Cochabamba, here I come

02.12.2004

I leave tonight for Cochabamba. It's my first major trip since I've been to Bolivia (not counting family visits to Santa Cruz). I'm taking a few days' change of clothes & my Lonely Planet guidebook. I figure I'll stay four nights at a decent hostel. Friday & Monday are focused on research — w/ visits to CEDIB, and hopes of contacting Fernando Mayorga for an interview (or to at least schedule one).

The weekend, I'll spend touring the city. I've not been to Cocha (it's slang name) in about eight years. I've nice memories, especially visiting the monument to the Heroínas de la Coronilla — the source of Bolivian Mother's Day. In 1812, the city's women defended the city from Spanish royalist forces (and were massacred). The impressive monument sits atop San Sebastián hill, overlooking the city.

And there's lots of other (more cheerful) stuff to do. There's the Palacio de Portales, home of one of the world's riches men in the early 1900s, Simón Patiño (who rose from miner to controlling about 50% of the world's tin production). The place is impressive. Everything was imported: including the French architects, Italian furniture-makers, and Japanese gardeners.
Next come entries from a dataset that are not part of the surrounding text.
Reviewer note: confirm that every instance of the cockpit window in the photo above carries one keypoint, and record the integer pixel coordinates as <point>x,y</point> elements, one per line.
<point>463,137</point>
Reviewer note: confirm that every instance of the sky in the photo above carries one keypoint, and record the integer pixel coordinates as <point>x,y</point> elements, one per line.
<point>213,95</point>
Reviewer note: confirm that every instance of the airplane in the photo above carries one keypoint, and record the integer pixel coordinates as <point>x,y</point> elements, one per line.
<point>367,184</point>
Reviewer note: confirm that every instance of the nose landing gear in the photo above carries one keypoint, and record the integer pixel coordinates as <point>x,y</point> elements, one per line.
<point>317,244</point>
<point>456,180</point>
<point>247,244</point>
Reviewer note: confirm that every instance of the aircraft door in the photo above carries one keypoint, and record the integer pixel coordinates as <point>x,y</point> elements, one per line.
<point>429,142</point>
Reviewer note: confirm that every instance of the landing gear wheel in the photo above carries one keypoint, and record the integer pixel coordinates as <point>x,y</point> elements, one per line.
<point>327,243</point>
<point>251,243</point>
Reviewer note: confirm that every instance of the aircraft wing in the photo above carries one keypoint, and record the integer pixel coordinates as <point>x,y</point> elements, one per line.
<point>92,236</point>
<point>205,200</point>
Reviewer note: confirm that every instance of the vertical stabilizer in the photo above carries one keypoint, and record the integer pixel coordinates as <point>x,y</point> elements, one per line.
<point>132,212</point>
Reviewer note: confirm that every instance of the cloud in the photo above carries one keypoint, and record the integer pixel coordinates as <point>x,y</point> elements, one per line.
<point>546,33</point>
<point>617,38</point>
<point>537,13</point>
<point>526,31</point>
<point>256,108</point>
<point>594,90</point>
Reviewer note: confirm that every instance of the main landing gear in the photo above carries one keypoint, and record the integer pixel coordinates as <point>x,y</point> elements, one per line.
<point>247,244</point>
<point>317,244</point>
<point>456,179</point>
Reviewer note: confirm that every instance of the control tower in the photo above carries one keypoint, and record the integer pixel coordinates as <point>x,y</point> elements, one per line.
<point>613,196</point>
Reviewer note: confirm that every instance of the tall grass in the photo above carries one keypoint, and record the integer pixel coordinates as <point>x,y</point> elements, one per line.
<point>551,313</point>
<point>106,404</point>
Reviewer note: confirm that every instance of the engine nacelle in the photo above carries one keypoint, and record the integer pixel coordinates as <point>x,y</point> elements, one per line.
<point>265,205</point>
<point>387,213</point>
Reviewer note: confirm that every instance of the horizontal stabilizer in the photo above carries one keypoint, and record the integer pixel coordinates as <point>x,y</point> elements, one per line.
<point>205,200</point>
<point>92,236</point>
I'd give anything to live in what were once the stables. After the 1952 revolution, it became a national museum.

Or the Cristo de la Concordia, which actually stands a few centimeters higher than the (more) famous one in Rio. Making this the world's tallest Jesus. On Sunday you can climb up from inside. I've never done that, so it's on my checklist.

And then there's the food, of course. Cocha's famous for its food. Locals typically eat six meals a day. The late night "snack" of pique macho is a plate overflowing w/ grilled meats & vegetables, french fries, and hard boiled eggs. I've often shared one "serving" w/ at least another person (sometimes 3-4).

Hopefully, I'll get a chance to do a quick day trip into some of the countryside. I'll try to take lots of pictures to post when I get back. I have to leave Monday evening at the latest, since there might be another transit strike (72 hours this time) on Tuesday. Or not; this week's transit strike had almost no support and it looks like the sindicatos de transporto might just give up.

Posted by Miguel at 02:41 PM

Comments

Just a heads-up if you decide to go to La Coronilla. Over the past couple of years, it has become a place of petty crime (due to the high concentration of "cleferos"). There would always be some story in the newspaper of people getting robbed there.

Don't miss the teleferico up to the Cristo. Some days there were long lines, but it is well worth the smooth ride and great view.

A couple of suggestions on places to eat, one of my favorite pasttimes in Cbba: Salten~as Potosinas - Av. Ayacucho (entre Reza y Mexico); Brasil-Beruit (Brasilian food by the kilo).. it was so great, I used to go there 2-3 times a week (Colombia entre Junin y Ayacucho); Miraflores (for some great ch'anka de pollo) Juan de la Rosa ( a block from Libertador Bolivar).

Posted by: eduardo at February 12, 2004 06:43 PM

Thanks for the tips. I'll keep that in mind. And I'll be sure to hit up those restaurants. I love Brazilian food (what camba doesn't?).